Treatments and drugs

By Mayo Clinic Staff

Treatment for cirrhosis depends on the cause and extent of your liver damage. The goals of treatment are to slow the progression of scar tissue in the liver and to prevent or treat symptoms and complications of cirrhosis. Hospitalization may be necessary for severe liver damage.

Treatment for the underlying cause of cirrhosis

In early cirrhosis, it may be possible to minimize damage to the liver by treating the underlying cause. The options include:

  • Treatment for alcohol dependency. People with cirrhosis caused by alcohol abuse need to stop drinking. If stopping alcohol use is difficult, your doctor may recommend a treatment program for alcohol addiction.
  • Weight loss. People with cirrhosis caused by nonalcoholic fatty liver disease need to lose weight and control their blood sugar levels.
  • Medications to control hepatitis. Medications may control damage to liver cells caused by hepatitis B or C.
  • Medications to control other causes and symptoms of cirrhosis. Medications may slow the progression of certain types of liver cirrhosis. For example, people with primary biliary cirrhosis that is diagnosed and treated early may never experience symptoms.
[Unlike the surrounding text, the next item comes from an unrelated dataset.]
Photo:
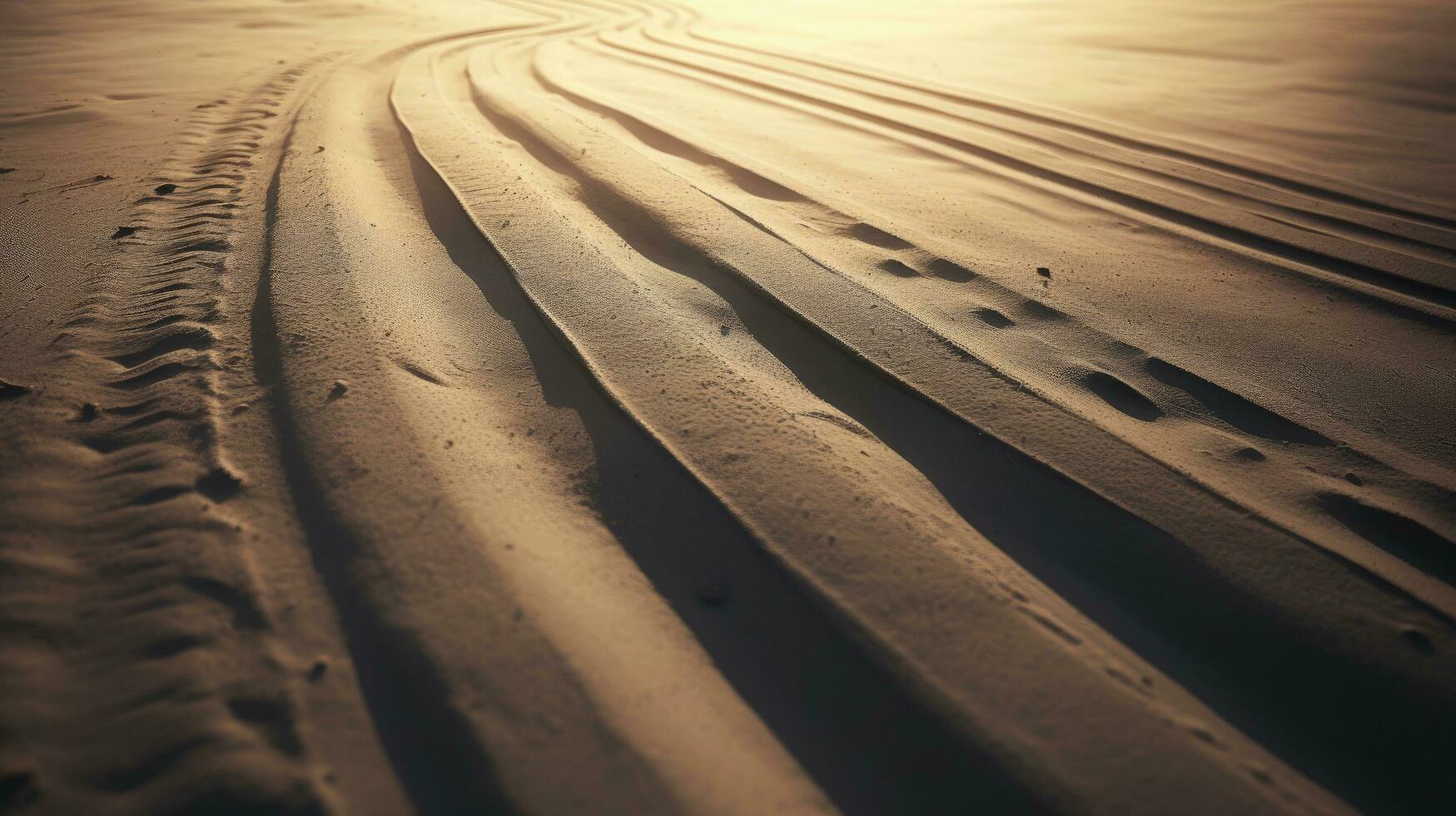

Other medications can relieve symptoms such as itching, fatigue and pain. Nutritional supplements may be prescribed to counter malnutrition associated with cirrhosis and to prevent osteoporosis (weak bones).

Treatment for complications of cirrhosis

Your doctor will work to treat any complications of cirrhosis, including:

  • Excess fluid in your body. Edema or ascites may be managed with a low-sodium diet and medication to prevent fluid buildup in the body. More severe fluid buildup may require procedures to drain the fluid or surgery to relieve pressure.
  • Increased blood pressure. Blood pressure medications may control portal hypertension and prevent severe bleeding. If you develop varices, you may need a procedure (band ligation) to stop the bleeding and medication to help prevent future bleeding. In severe cases, a small tube (stent) may be placed in your veins to reduce blood pressure in your liver.
  • Infections. You may receive antibiotics or other treatments for infections. Your doctor also is likely to recommend vaccinations for influenza, pneumonia and hepatitis.
  • Increased liver cancer risk. Your doctor will likely recommend periodic blood tests and ultrasound exams to look for signs of liver cancer.
  • Hepatic encephalopathy. Medications can be prescribed to help reduce the buildup of toxins in your blood due to poor liver function.

Liver transplant surgery

In advanced cases of cirrhosis, when the liver ceases to function, a liver transplant may be the only treatment option. A liver transplant is a procedure to replace your liver with a healthy liver from a deceased donor or with part of a liver from a living donor. Cirrhosis is the most common reason for a liver transplant.

Extensive testing is needed before a liver transplant to ensure that a candidate is in good enough health to have the transplant operation. Additionally, transplant centers typically require some period of abstinence from alcohol, often at least six months, before transplantation for people with alcohol-related liver disease.